2. 【厚生年金と国民年金】平均月額はいくら?

厚生労働省年金局「令和4年度 厚生年金保険・国民年金事業の概況」より、シニア世代の平均的な年金額を見ていきましょう。

厚生年金の月額(平均と1万円刻み)

厚生年金の月額(平均と1万円刻み)

出所:厚生労働省年金局「令和4年度 厚生年金保険・国民年金事業の概況」をもとにLIMO編集部作成

2.1 厚生年金の平均年金月額

  • 〈全体〉平均年金月額:14万3973円
  • 〈男性〉平均年金月額:16万3875円
  • 〈女性〉平均年金月額:10万4878円

※国民年金部分を含む

国民年金の月額(平均と1万円刻み)

国民年金の月額(平均と1万円刻み)

出所:厚生労働省年金局「令和4年度 厚生年金保険・国民年金事業の概況」をもとにLIMO編集部作成

2.2 国民年金(老齢基礎年金)の平均年金月額

  • 〈全体〉平均年金月額:5万6316円
  • 〈男性〉平均年金月額:5万8798円
  • 〈女性〉平均年金月額:5万4426円

国民年金で5万円台、厚生年金で14万円台でした。

国民年金のみを受け取る方は、年金収入だけで長い老後生活をやりくりするのは難しいと考えられます。

ある程度まとまった貯蓄がないと生活が困窮してしまうかもしれません。

厚生年金を受け取る方は、ひとり世帯であれば年金収入だけで最低限の生活はカバーできるかもしれないですね。

ただし、上記はあくまでも平均です。

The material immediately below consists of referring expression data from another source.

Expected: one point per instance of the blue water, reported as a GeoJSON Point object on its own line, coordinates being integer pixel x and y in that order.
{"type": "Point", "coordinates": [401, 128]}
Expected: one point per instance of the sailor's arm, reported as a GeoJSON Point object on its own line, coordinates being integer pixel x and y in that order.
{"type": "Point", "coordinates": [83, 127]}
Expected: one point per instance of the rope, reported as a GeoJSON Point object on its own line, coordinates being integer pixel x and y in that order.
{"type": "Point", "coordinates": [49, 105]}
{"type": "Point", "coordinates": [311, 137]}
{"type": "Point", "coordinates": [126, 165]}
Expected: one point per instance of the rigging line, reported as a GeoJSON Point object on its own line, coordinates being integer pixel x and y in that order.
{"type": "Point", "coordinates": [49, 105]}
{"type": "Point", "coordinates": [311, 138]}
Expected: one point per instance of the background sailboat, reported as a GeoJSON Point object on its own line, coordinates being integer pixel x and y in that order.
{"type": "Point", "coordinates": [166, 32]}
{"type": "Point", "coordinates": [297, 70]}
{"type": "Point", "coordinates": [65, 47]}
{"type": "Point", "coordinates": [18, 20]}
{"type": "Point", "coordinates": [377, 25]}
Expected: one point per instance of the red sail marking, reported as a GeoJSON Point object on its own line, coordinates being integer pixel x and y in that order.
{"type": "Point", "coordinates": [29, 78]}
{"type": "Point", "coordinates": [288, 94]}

年金額は個人差があるものですので、平均月額を上回る人、下回る人もいます。

特に厚生年金は個人差が大きいことをおさえておきましょう。

自分が将来受け取る見込年金額は、「ねんきん定期便」や「ねんきんネット」に記載されていますので、一度チェックしておきましょう。

3. 老後、年金だけで生活できない世帯は56%

厚生労働省が公表した「2022(令和4)年 国民生活基礎調査の概況」によると、年金収入だけで生活している人は、全体の44%でした。

シニア世代の56%が年金収入だけでやりくりできず、労働収入や私的年金、投資の配当金などで不足分をカバーしている様子がうかがえます。

高齢者世帯の公的年金の総所得に占める割合

高齢者世帯の公的年金の総所得に占める割合

出所:厚生労働省 2022(令和4)年「国民生活基礎調査の概況」

いま、日本は少子高齢化が進行な問題となっています。

政府は少子化対策を進めていますが、早急に改善できる問題ではないでしょう。こうした状況を鑑みると、将来的に年金の給付水準がいまより上がるとは考えづらいです。

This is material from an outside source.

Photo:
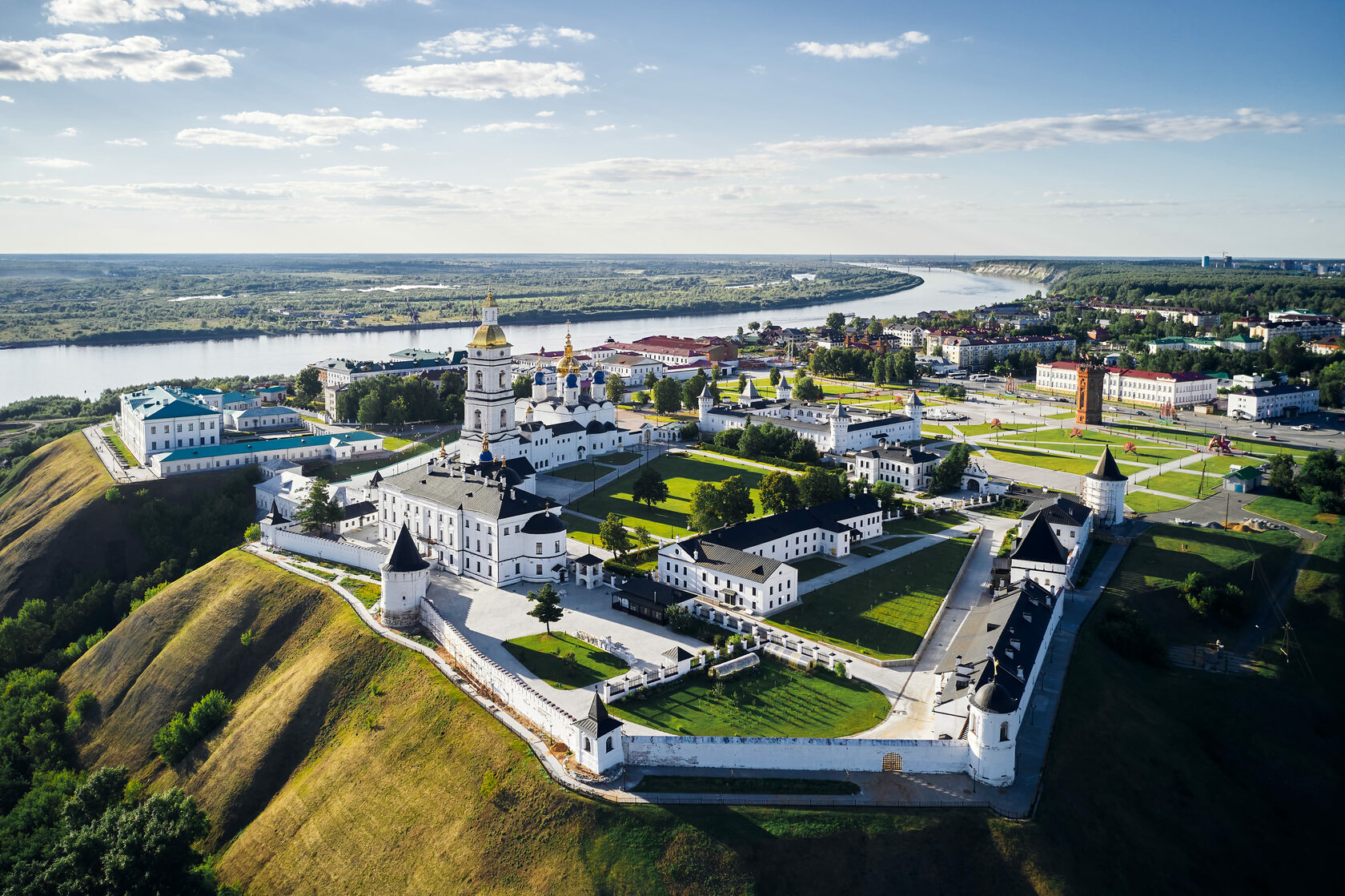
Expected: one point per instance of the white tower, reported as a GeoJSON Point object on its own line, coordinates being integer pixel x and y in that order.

「将来、年金だけで生活できないかもしれない」を前提とし、セカンドライフを迎える前にご自身が安心できる老後資金を確保したいものです。

4. まとめにかえて

本記事では、70歳代・ひとり世帯の貯蓄事情とシニアの年金事情を確認しました。

老後、公的年金が少なければ貯蓄は必須となります。将来の年金制度や社会情勢を先読みすることはできないため、できるだけ備えを手厚くしておくと安心です。

まずは「ねんきんネット」や「ねんきん定期便」で年金見込額を確認して、老後の生活をイメージしてみましょう。

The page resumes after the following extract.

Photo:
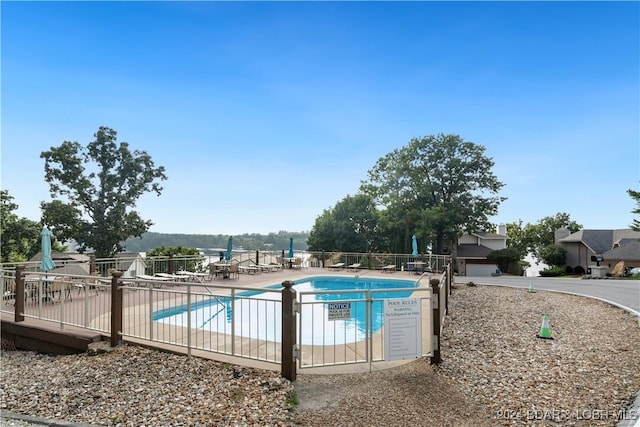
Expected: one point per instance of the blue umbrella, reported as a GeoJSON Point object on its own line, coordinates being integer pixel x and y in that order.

そして、いまの支出額から老後の生活費を想定し、年金収入だけでやりくりできるのか、いくら不足するのか、を把握して老後資金づくりを進めていきましょう。

2024年1月から、個人の資産運用を後押しするNISA(少額投資非課税制度)が恒久化されました。

リスクを伴う投資信託や株式などへの投資となりますが、メリットも大きい制度です。

iDeCo(個人型確定拠出年金制度)や民間の個人年金保険など、さまざまな方法がありますので、ご自身に合った方法で効率良く、老後に向けて資産形成に取り組んでいきましょう。